Toda a trama é passada em dois lugares do “mundo real”: um hospital e a casa de Alaíde. O hospital é o lugar onde Alaíde foi atendida após o acidente e acaba indo a óbito. A casa dela é o lugar onde acontece o ritual fúnebre – popularmente chamado de sentinela –, tanto que ela, em todo seu estado alucinógeno, chega a sentir o cheiro de flores, muitas flores, as que seriam do próprio funeral. E sua vontade de ser madame Clessi é tal que sua memória é constantemente confundida com a realidade. A casa onde Alaíde leu que o esquife de madame Clessi estava era repleta de flores, ou seja, existem passagens na peça nas quais Alaíde atribui aspectos de sua vida à de madame Clessi e vice-versa.

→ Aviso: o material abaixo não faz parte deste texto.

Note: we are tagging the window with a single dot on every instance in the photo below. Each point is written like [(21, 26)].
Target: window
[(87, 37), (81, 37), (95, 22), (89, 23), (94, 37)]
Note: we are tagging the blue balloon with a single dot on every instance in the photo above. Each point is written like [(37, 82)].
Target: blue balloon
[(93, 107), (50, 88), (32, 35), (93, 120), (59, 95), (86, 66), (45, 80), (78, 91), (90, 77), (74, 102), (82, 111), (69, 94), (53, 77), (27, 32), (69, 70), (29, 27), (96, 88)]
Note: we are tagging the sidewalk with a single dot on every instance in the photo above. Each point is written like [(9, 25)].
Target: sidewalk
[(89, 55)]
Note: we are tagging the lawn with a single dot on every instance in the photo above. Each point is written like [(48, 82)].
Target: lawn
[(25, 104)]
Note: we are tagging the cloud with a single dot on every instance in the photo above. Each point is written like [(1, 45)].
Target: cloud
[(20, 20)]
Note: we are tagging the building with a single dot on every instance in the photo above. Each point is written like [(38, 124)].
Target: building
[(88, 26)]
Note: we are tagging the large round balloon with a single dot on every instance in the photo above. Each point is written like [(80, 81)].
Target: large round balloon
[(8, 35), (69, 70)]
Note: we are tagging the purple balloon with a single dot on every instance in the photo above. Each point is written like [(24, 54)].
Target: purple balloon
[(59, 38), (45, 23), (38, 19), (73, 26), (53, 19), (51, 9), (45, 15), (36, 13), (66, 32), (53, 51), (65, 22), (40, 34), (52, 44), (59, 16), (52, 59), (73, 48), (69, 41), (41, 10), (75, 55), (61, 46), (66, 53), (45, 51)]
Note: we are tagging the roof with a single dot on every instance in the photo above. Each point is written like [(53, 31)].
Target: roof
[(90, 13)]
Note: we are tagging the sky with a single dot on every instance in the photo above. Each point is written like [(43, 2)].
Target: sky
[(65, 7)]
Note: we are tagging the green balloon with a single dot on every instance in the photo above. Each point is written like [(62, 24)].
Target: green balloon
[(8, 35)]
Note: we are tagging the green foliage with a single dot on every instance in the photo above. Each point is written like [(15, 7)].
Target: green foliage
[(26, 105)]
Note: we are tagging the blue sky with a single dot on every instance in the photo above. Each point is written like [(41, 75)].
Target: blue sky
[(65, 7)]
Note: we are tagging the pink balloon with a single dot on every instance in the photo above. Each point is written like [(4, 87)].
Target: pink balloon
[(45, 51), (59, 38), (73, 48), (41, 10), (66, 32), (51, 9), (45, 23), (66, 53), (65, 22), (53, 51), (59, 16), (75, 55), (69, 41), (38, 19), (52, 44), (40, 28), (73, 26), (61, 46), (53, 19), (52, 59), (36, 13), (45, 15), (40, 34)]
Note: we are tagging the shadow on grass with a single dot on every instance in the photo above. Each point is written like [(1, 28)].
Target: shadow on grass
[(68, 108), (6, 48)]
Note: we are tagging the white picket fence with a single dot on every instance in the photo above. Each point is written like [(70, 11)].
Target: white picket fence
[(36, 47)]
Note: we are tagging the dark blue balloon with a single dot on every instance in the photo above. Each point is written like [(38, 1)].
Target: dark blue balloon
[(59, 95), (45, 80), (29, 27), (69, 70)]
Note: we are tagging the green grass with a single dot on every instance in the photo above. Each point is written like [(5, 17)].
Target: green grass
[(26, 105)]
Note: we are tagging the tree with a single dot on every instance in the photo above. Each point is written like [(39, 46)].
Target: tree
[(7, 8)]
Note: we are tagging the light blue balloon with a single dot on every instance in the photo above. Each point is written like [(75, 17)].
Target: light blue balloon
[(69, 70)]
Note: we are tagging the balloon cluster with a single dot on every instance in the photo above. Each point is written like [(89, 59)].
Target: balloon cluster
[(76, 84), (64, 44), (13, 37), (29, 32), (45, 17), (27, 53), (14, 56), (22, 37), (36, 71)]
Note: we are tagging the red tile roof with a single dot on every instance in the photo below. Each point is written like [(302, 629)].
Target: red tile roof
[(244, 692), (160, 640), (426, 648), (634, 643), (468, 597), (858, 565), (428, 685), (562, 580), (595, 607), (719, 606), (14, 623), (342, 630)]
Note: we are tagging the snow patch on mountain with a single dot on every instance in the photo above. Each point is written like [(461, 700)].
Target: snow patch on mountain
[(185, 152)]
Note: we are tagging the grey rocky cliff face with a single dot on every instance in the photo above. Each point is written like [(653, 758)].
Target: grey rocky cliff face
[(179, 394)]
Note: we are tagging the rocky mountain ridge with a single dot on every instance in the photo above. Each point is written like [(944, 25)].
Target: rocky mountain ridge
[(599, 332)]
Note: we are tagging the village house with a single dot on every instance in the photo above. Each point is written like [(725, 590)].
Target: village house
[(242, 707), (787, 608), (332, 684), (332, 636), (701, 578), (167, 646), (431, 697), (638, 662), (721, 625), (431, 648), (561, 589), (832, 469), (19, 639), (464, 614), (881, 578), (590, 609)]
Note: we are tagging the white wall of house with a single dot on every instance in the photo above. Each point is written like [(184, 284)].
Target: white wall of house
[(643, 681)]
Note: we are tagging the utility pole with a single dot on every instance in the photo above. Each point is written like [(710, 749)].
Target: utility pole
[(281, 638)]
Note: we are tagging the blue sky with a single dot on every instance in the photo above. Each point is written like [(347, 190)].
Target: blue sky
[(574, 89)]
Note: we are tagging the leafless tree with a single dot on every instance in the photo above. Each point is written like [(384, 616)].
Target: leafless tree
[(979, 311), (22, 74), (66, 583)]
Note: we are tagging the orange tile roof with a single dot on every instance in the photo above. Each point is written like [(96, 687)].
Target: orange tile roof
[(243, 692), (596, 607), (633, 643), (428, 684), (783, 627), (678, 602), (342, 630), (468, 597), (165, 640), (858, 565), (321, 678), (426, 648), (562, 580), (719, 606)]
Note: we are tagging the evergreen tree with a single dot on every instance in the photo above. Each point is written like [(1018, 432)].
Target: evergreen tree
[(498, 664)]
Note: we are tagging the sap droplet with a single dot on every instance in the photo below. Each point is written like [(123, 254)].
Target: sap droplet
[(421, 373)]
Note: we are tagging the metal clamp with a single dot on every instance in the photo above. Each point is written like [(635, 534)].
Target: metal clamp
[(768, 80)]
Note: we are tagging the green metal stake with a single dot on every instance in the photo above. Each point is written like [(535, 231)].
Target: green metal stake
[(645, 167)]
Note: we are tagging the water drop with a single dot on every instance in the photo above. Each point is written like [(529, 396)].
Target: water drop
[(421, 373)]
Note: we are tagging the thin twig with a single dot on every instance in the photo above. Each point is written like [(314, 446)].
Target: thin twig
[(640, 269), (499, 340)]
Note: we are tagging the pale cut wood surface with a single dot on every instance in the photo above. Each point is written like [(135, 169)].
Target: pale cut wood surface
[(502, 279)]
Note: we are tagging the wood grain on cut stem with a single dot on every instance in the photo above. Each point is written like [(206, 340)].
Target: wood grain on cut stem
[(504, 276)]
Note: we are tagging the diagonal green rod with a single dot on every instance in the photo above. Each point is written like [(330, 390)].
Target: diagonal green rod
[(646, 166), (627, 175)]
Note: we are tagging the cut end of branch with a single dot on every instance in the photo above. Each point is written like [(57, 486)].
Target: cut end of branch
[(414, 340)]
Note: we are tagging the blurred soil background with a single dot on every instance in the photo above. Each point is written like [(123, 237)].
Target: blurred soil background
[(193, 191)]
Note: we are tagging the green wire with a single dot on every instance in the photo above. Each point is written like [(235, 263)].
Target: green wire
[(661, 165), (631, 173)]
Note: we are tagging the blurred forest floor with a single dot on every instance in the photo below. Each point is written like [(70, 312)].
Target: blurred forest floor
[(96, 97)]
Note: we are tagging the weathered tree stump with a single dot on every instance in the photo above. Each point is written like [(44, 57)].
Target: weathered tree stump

Enfim, para aqueles que procuram por uma obra crítica, realista e muito psicológica eis aqui a resposta: Vestido de Noiva. No entanto, cuidado! É alto o risco de uma possível dependência. As obras de Nelson Falcão Rodrigues possuem aquele algo a mais citado acima e, consequentemente, causam a procura de um ir além. Não é suficiente lermos apenas uma obra dele, somos envolvidos por todo seu pessimismo e mergulhamos cada vez mais no íntimo de suas obras, que é o dele mesmo. E transpassando o universo do deleite literário, a peça resenhada serve como material de pesquisa para estudiosos das letras, do teatro, da mente humana e de diversas outras áreas do conhecimento.